QuantNet provides details such as placement and admission statistics for top programs in the region, as well as surveying program administrators, hiring managers and quantitative finance professionals from financial institutions around the world. According to its survey, Berkeley’s MFE has a 168 average GRE Quant among admitted students, with graduates earning a median first year base salary of US$124,000 or an average first year total compensation of US$160,083.
Berkeley’s MFE program is also ranked second in the nation this year for employment outcomes three months after graduation.
Eugene Lee (MFE 2006), a graduate of the prestigious program, continues to see his investment in grad school at Haas pay off.
Calling it one of the greatest investments he has made in his life (he put in two years to take all recommended math and computer courses, finish two levels of the CFA course, and complete the MFE prep courses before applying to the program), Lee describes the holistic educational foundation and mindset he learned through Berkeley’s MFE as “invaluable in staying nimble”, especially since investment models have come in and out of vogue through the years.

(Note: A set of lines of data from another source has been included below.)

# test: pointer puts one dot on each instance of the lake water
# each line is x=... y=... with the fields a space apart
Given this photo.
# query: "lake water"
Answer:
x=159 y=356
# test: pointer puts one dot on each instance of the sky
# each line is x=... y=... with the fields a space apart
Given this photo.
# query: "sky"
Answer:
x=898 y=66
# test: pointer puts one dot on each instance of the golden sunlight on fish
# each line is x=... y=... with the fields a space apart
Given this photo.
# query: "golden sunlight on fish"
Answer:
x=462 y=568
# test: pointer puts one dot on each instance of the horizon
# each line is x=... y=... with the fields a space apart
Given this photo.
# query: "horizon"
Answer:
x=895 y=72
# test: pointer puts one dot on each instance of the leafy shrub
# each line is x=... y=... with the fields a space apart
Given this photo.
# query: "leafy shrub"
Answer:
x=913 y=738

“While the workload at times was unbearable, the collaboration from my peers and the engaged faculty kept me on track and accountable,” he says.
“In addition to the program’s rigor, the entire staff worked relentlessly to polish each student’s presentation skills.”
In one year, students are challenged to think of innovative ways to integrate quantitative methods with the theoretical framework and institutional settings in which they are applied. They must complete 30 units of coursework (One unit = 15 class hours), including the Morgan Stanley Applied Finance Project, plus an internship or on-site project. Orientation begins in spring, and by fall season, they begin their three-month internship placement, which requires them to apply the skills and tools learned during the first part of the program.
It is hard work that pays off. Ariel Pavlicevich, who graduated from Haas in 2008 at the start of the financial crisis, found himself likely to be in the worst possible timing for someone looking to launch their career.
But he managed to build “a very enjoyable and fulfilling career”, beginning with a proprietary trading firm in Chicago called Spot Trading to his big break in 2011, in which he won a position as Portfolio Manager for Parallax Volatility Advisers.
“It was there that my background as a Software Developer, Quant, and Trader all came together,” he explains.
“I always wanted a career in trading and the Berkeley MFE program brought together my programming background and my interest in finance. The Berkeley MFE gave me the practical skills I needed to transition from a Software Developer to a Volatility Arbitrage Portfolio Manager in just four years.”